There are 3 gradations:
OSS: means the source code is visible and open to see for everyone, it does not mean that the software has a GPL license, permitting the use and modification by everyone, nor that it is actually free software (as in free beer, gratis)
FOSS: means the same, but also free as in free beer, it can be used without paying license fees. This does not mean that the software is not license-encumbered, it may not have a GPL license. The problem with free but not libre open source licenses (e.g. the MIT license model, e.g. used by BSD, by Google Chromium and Android, by Canonical for their Mir display server and Unity DE, etc...) is twofold: the code can be stolen and turned into closed source software, for instance that's what BeOS/MacOS/OSX/iOS did with FreeBSD, thus creating a situation whereby a corporation can take advantage of years of development from open source developers without giving anything back to the community, or creating a situation whereby closed source commercial software is released for use on open source platforms, without inheriting any open source license model, which severally inhibits quality and innovation.

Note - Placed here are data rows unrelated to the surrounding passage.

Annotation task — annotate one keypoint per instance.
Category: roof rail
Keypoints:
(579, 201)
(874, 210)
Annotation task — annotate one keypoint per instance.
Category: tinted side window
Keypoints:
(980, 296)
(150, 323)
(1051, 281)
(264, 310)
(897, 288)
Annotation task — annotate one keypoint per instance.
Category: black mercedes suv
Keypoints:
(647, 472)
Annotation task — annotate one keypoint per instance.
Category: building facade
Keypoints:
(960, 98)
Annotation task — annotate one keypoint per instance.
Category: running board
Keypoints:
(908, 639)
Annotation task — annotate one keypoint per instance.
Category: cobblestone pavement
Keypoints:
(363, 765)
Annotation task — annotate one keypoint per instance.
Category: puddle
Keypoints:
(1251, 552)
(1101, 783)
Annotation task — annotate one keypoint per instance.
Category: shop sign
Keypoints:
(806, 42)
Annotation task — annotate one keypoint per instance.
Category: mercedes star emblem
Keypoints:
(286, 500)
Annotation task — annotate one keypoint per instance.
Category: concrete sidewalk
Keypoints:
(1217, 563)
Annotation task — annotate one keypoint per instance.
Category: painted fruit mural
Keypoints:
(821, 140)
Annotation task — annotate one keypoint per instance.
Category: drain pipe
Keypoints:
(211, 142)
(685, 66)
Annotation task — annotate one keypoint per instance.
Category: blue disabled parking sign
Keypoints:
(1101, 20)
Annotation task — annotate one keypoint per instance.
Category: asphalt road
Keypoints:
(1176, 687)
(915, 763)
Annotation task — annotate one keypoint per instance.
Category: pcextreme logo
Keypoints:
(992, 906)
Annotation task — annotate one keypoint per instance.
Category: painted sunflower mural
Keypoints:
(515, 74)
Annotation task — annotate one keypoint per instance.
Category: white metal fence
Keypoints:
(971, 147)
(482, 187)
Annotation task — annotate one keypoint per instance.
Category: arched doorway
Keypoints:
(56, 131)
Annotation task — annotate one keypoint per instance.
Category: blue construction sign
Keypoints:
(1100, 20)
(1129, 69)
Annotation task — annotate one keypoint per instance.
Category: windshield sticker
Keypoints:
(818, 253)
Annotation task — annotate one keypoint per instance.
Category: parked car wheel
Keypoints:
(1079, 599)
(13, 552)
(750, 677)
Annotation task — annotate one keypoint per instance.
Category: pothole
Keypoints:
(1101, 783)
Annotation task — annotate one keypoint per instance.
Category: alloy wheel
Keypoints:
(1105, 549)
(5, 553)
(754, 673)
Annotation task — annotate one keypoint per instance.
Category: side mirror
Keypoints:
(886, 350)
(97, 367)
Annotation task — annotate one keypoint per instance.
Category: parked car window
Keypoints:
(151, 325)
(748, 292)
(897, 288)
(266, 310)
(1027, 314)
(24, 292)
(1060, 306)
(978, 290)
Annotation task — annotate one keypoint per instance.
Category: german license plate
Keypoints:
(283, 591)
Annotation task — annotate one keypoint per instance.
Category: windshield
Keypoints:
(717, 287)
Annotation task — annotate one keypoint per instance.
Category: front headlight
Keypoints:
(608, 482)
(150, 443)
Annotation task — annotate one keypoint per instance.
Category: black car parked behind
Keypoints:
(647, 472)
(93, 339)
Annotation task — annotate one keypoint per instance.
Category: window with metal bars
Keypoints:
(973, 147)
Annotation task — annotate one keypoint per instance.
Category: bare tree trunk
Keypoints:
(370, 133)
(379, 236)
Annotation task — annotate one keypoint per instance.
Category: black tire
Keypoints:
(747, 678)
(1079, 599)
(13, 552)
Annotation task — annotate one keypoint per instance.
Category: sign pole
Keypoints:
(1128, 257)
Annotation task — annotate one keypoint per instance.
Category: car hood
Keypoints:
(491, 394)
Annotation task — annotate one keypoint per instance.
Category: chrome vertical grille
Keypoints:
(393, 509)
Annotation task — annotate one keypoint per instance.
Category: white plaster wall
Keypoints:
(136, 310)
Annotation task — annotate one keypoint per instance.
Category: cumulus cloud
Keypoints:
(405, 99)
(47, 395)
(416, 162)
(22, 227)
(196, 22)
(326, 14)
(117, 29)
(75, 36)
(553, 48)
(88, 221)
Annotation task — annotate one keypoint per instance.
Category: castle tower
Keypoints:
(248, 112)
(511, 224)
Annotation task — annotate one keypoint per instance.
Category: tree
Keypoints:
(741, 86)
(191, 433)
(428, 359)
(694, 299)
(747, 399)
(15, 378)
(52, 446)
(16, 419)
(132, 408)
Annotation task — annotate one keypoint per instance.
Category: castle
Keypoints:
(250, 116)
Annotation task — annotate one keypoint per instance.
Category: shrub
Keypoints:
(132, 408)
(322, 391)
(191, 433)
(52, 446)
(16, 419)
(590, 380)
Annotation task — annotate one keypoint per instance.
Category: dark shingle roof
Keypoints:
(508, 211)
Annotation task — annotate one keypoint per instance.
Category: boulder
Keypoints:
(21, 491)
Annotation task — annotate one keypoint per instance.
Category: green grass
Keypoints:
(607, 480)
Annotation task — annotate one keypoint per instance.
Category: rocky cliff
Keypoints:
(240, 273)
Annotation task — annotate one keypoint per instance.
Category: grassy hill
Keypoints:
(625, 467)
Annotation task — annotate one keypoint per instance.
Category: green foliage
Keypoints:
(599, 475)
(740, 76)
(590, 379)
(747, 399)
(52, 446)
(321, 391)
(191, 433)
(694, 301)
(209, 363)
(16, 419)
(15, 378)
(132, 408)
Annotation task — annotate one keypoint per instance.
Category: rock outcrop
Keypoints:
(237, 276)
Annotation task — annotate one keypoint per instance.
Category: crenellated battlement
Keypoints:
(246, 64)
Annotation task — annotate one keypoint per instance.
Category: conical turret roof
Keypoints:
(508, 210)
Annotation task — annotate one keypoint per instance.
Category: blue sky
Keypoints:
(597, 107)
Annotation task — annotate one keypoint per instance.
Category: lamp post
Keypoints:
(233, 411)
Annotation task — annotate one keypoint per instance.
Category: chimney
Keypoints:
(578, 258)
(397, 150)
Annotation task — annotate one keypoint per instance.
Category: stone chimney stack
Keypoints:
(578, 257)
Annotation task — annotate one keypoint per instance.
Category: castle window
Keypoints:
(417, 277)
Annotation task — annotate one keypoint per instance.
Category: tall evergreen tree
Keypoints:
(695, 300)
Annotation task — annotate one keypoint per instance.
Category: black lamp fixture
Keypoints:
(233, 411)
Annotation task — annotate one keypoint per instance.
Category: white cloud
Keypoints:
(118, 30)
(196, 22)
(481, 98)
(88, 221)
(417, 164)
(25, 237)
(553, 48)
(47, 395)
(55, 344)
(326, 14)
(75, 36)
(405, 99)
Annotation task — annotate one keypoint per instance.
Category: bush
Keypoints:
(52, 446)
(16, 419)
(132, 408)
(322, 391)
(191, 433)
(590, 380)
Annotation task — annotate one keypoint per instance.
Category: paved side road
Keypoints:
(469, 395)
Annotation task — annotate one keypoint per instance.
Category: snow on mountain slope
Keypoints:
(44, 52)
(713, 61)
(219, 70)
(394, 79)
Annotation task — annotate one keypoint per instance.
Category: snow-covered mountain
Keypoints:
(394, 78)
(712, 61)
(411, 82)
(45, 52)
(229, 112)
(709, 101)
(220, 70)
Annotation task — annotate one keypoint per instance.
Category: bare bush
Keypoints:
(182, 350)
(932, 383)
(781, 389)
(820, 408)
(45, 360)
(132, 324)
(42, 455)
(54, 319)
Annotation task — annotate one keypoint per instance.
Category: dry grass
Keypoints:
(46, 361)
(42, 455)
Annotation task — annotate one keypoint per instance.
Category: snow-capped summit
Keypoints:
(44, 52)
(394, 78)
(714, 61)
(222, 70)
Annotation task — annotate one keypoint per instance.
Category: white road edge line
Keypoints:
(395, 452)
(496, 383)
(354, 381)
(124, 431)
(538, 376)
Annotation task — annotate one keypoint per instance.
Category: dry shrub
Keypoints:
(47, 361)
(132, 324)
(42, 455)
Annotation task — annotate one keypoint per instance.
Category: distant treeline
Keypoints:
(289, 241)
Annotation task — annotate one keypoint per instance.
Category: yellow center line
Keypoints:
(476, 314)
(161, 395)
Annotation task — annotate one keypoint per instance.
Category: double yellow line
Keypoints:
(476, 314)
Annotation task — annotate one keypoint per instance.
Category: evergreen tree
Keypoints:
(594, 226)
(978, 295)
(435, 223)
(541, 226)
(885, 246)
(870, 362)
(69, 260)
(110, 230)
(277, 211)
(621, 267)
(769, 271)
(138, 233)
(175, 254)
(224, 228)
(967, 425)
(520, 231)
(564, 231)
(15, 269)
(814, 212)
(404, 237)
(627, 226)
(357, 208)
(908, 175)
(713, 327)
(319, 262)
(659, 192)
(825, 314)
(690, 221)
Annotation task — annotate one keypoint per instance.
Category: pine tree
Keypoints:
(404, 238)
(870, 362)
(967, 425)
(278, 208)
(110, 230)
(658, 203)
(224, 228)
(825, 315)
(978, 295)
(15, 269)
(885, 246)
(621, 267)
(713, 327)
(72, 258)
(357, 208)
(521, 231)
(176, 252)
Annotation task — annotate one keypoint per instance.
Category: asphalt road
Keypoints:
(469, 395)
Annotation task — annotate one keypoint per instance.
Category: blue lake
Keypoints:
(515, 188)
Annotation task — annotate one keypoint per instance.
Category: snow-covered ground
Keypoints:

FLOSS: free and libre open source software is the real deal, it means that the code is gratis and has one of the GPL license models, meaning everyone can use it, improve it, extend it, etc... the main property of GPL licensed software is that all software that is derived from GPL licensed code, inherits that GPL license, and thus can't be closed. This is violated by companies all the time, e.g. the firmwares of IoT devices like TV sets or personal cloud-type storage devices (Drobo, WD, etc...), but technology catches up with those abuses all the time, either through obsolescence (because in order to maintain GPL licensed code you actually need the full force of the open source developer community, it can't be successfully maintained by any commercial outfit, not even IBM or Microsoft or Samsung are rich and powerful enough on their own to successfully maintain even a limited open source based project without turning to the world wide open source developer community), or through feature paralysis, because open source software just does not go obsolete as such as long as there is a single user left, and companies find it hard to sell new products in such circumstances without turning to programmed hardware obsolescence, which causes larger RMA numbers and is not economically viable.